Holocene relative sea-level movements along the North Norfolk Coast, UK.

TitleHolocene relative sea-level movements along the North Norfolk Coast, UK.
Publication TypeJournal Article
Year of Publication2006
AuthorsBoomer I, Horton BP
JournalPalaeogeography, Palaeoclimatology, Palaeoecology
Date Published01/2006
KeywordsForaminifera, North Norfolk, Palaeotidal range change, Sea level change, Sediment consolidation, Transfer function

Relative changes in Holocene sea level are reconstructed from foraminiferal assemblages in seven cores recovered from the intertidal zone of North Norfolk (Eastern England). A total of 33 radiocarbon and infra-red stimulated luminescence dates provide a detailed chronological framework for these changes. A transfer function approach, developed from modern UK foraminiferal datasets, establishes a series of 21 new sea-level index points for this coastline which are combined with 18 existing index points and a further number of limiting values. Errors associated with changing tidal ranges through the Holocene are reduced by adopting recently developed tidal models for this period. This new approach allows the use of foraminiferal assemblages to be extended from the upper saltmarsh environment (traditionally used for sea-level studies) to lower elevations in the tidal frame and include clastic detrital sediments.

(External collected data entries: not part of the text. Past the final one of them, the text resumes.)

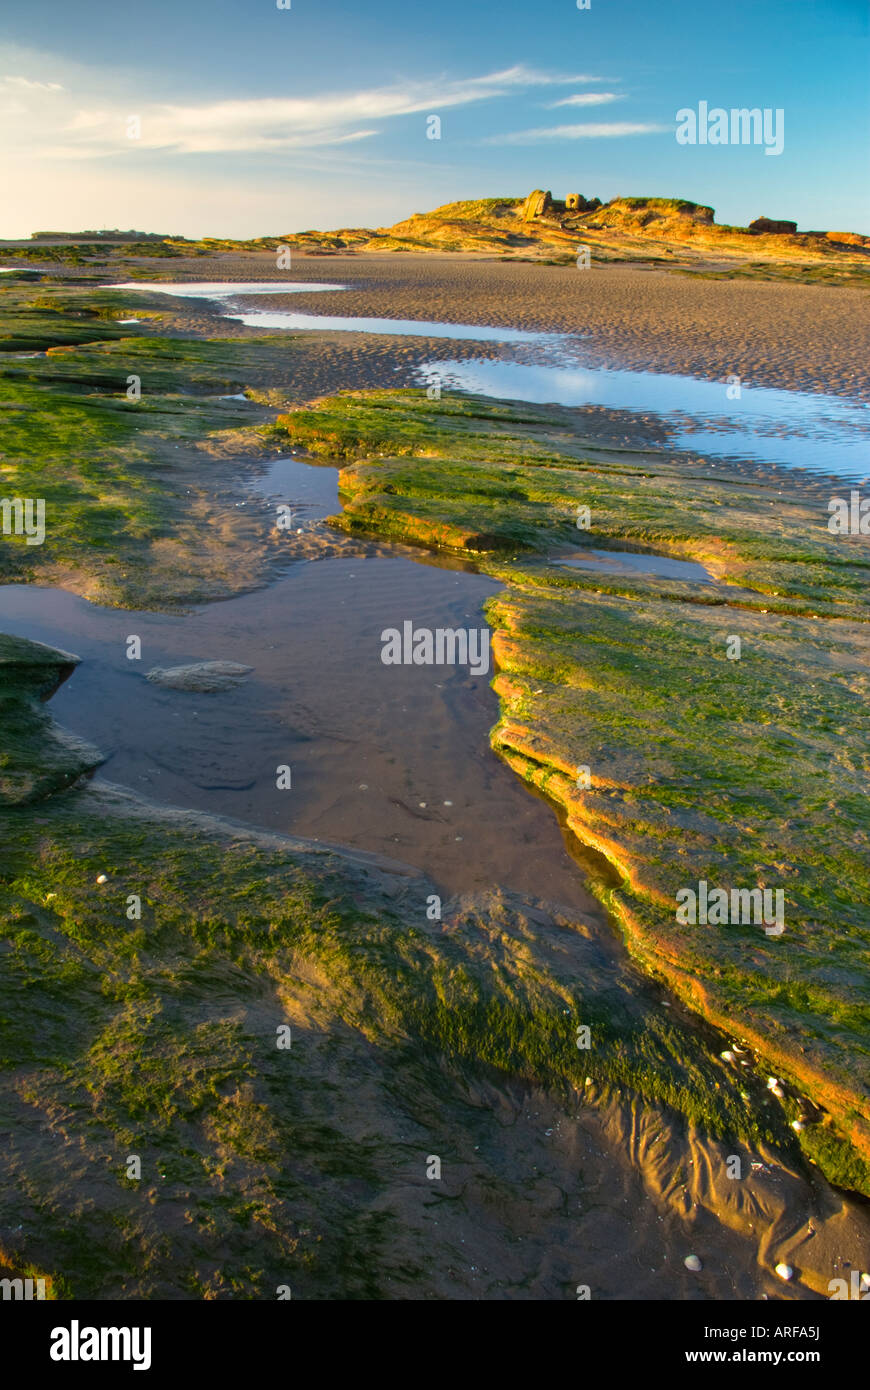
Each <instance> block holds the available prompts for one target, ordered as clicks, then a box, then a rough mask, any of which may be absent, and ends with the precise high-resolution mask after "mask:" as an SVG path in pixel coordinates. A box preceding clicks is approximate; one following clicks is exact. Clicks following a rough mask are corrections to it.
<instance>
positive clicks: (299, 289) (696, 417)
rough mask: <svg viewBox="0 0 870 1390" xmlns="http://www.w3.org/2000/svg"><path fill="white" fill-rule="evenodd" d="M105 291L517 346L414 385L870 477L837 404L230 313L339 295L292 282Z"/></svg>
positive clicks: (758, 387)
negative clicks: (418, 384) (315, 298)
mask: <svg viewBox="0 0 870 1390" xmlns="http://www.w3.org/2000/svg"><path fill="white" fill-rule="evenodd" d="M108 288H110V289H128V291H129V289H142V291H149V292H151V291H157V292H160V293H164V295H179V296H182V297H200V299H215V300H220V302H221V303H222V304H224V317H227V318H233V320H236V321H238V322H242V324H245V325H246V327H249V328H263V329H264V331H270V329H275V328H278V329H306V331H313V329H321V331H331V332H360V334H386V335H396V336H427V338H446V339H466V341H479V342H498V343H517V345H523V349H521V354H523V360H521V361H520V360H503V359H498V360H491V361H486V360H482V361H481V360H470V361H460V360H456V361H432V363H425V364H424V366H421V367H420V368H418V378H420V381H421V382H422V384H427V385H428V384H434V382H439V384H441V385H443V386H448V388H449V386H453V388H454V389H460V391H468V392H474V393H475V395H482V396H493V398H496V399H506V400H528V402H536V403H541V404H545V403H555V404H561V406H609V407H612V409H616V410H635V411H641V413H655V414H657V416H660V417H662V418H663V420H664V423H666V424H667V425H668V428H670V431H671V434H670V446H671V448H674V449H691V450H692V452H693V453H699V455H709V456H710V455H712V456H713V457H739V459H752V460H762V461H766V463H777V464H782V466H785V467H789V468H805V470H812V471H814V473H830V474H837V475H838V477H844V478H859V477H862V475H864V474H867V473H870V407H869V406H866V404H863V403H862V402H856V400H851V399H848V398H842V396H826V395H819V393H803V392H798V391H774V389H770V388H767V386H738V388H737V389H738V391H739V398H738V399H737V400H732V399H730V395H728V393H727V392H728V384H727V382H725V381H702V379H698V378H695V377H678V375H673V374H670V373H652V371H624V370H609V368H607V370H605V368H589V367H585V366H584V364H582V341H581V335H578V334H577V335H570V334H542V332H524V331H521V329H518V328H493V327H489V325H477V324H442V322H432V321H425V320H411V318H345V317H338V316H334V314H296V313H289V311H284V310H258V309H252V310H247V309H245V307H243V306H242V304H239V303H231V302H232V300H233V299H235V300H238V299H242V297H243V296H246V295H292V293H307V292H324V291H340V289H345V288H346V286H345V285H320V284H303V282H297V281H296V282H290V281H277V282H268V281H263V282H256V281H252V282H250V284H249V282H246V281H227V282H221V281H203V282H199V284H195V282H185V284H165V282H164V284H160V285H151V284H147V282H145V281H133V282H129V284H125V285H111V286H108ZM530 359H531V360H530ZM732 393H734V388H731V395H732Z"/></svg>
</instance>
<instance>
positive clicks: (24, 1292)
mask: <svg viewBox="0 0 870 1390" xmlns="http://www.w3.org/2000/svg"><path fill="white" fill-rule="evenodd" d="M44 1297H46V1280H44V1279H0V1298H22V1300H24V1301H25V1302H26V1301H28V1300H32V1298H38V1300H42V1298H44Z"/></svg>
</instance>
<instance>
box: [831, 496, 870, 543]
mask: <svg viewBox="0 0 870 1390" xmlns="http://www.w3.org/2000/svg"><path fill="white" fill-rule="evenodd" d="M828 512H830V513H831V514H830V517H828V531H830V532H831V535H870V498H862V495H860V492H857V491H856V489H855V488H852V491H851V493H849V500H848V502H846V499H845V498H831V500H830V502H828Z"/></svg>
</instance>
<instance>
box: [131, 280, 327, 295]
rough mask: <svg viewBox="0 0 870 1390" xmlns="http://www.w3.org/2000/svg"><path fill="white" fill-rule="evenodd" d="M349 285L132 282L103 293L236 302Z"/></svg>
mask: <svg viewBox="0 0 870 1390" xmlns="http://www.w3.org/2000/svg"><path fill="white" fill-rule="evenodd" d="M346 288H347V286H346V285H314V284H311V285H306V284H303V282H300V281H289V279H275V281H272V279H252V281H247V279H235V281H233V279H193V281H171V282H170V281H160V282H151V281H145V279H129V281H124V284H121V285H106V286H104V289H142V291H147V293H149V295H172V296H174V297H178V299H218V300H221V299H233V297H235V296H236V295H315V293H318V292H325V291H331V289H346Z"/></svg>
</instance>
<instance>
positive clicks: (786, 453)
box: [418, 361, 870, 478]
mask: <svg viewBox="0 0 870 1390" xmlns="http://www.w3.org/2000/svg"><path fill="white" fill-rule="evenodd" d="M418 375H420V379H421V382H424V384H427V385H429V384H432V382H436V381H438V382H441V384H442V386H446V388H449V386H454V388H459V389H460V391H470V392H474V393H475V395H481V396H493V398H499V399H507V400H528V402H534V403H536V404H560V406H610V407H613V409H617V410H638V411H642V413H649V411H655V413H656V414H659V416H662V417H663V418H664V421H666V423H667V424H668V425H670V427H671V428H673V434H671V439H670V442H671V446H673V448H682V449H691V450H692V452H696V453H700V455H713V456H714V457H748V459H760V460H764V461H767V463H780V464H785V466H787V467H792V468H795V467H799V468H807V470H813V471H816V473H834V474H837V475H838V477H845V478H849V477H857V475H860V474H864V473H867V471H869V470H870V407H867V406H866V404H863V403H862V402H856V400H848V399H845V398H842V396H823V395H814V393H812V395H810V393H802V392H798V391H773V389H770V388H767V386H741V388H739V389H741V396H739V400H730V399H728V396H727V395H725V392H727V389H728V388H727V384H725V382H724V381H699V379H696V378H695V377H674V375H670V374H667V373H653V371H610V370H603V368H600V370H591V368H586V367H581V366H580V364H578V363H573V364H571V366H566V364H564V361H561V363H560V364H555V363H548V364H545V363H528V361H523V363H520V361H431V363H427V364H424V366H422V367H421V368H420V371H418Z"/></svg>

The results confirm the previously observed trend of continuously rising sea-levels in this area during the last 10 000 years which is consistent with a Glacial Isostatic Adjustment model. Relative sea-level (RSL) rises from an observed minimum of approximately − 13.50 m OD at about 7500 cal. BP to approximately − 4.0 m at about 5300 cal. BP, which equates to a mean rise of c. 4.3 mm yr−1. Subsequently, RSL rose gradually to present levels, although there is evidence that a minor reverse in this trend occurred between 4000 and 2000 cal. BP when sea-level fell by about 1 m to c. − 3.5 m. The rate of land subsidence for North Norfolk is 0.54 ± 0.03 mm yr−1 (inverse of Late-Holocene sea-level rise).